The developers’ counter-argument rests on two pillars. First, the security benefit of hiding
password length is negligible in practice — anyone close enough to count asterisks on a screen
is close enough to hear or watch your keystrokes directly. Second, and more pointedly, most users’
sudo password
is the same as their login password — one that already appears as visible placeholder dots on the
graphical login screen. Hiding asterisks in the terminal while showing them at login is, in the
developers’ estimation, security theatre.

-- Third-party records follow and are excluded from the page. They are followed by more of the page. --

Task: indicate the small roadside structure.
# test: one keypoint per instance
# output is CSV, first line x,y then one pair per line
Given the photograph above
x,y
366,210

| Aspect | Classic sudo (silent) | sudo-rs with pwfeedback |
|---|---|---|
| Visual feedback | None | One asterisk per character |
| Password length exposed | No | Yes (to shoulder snoopers) |
| Login-screen consistency | Inconsistent — dots shown at GDM | Consistent with graphical prompts |
| New-user experience | Confusing — appears frozen | Confirms input is registering |
| SSH session behaviour | Silent | Asterisks shown in SSH sessions too |
| Revertible? | — | Yes — one sudoers line |
How to Restore the Classic Behaviour
Users and system administrators who prefer the traditional silent prompt can restore it with a
single configuration change. The setting is toggled via the
sudoers
file, which should always be edited through the safe
visudo command to prevent
syntax errors from locking you out.
🔧 Restore Silent Password Input
sudo visudo
Then add the following line to the sudoers file:
Defaults !pwfeedback
Save and close. The change takes effect immediately in new terminal sessions. No reboot required.
The Broader Picture
The asterisk change is part of a wider modernisation underway in Ubuntu 26.04. The release
will ship with GNOME 50 running exclusively on Wayland, Linux kernel 7.0, and further adoption of
Rust-based core utilities — including
uutils/coreutils,
a Rust reimplementation of the standard Unix command-line tools.
The switch to sudo-rs is thus one piece of a broader effort to bring memory safety and, apparently,
modern UX sensibilities to Ubuntu’s fundamental plumbing.
Whether you consider the asterisk change an overdue quality-of-life improvement or a dangerous departure from Unix philosophy, one thing is clear: the option to revert remains firmly in your hands. The developers have simply decided that the default should favour the many newcomers baffled by a blank prompt over the few veterans who cherished it.
Ubuntu 26.04 LTS Resolute Raccoon is scheduled for final release on April 23, 2026.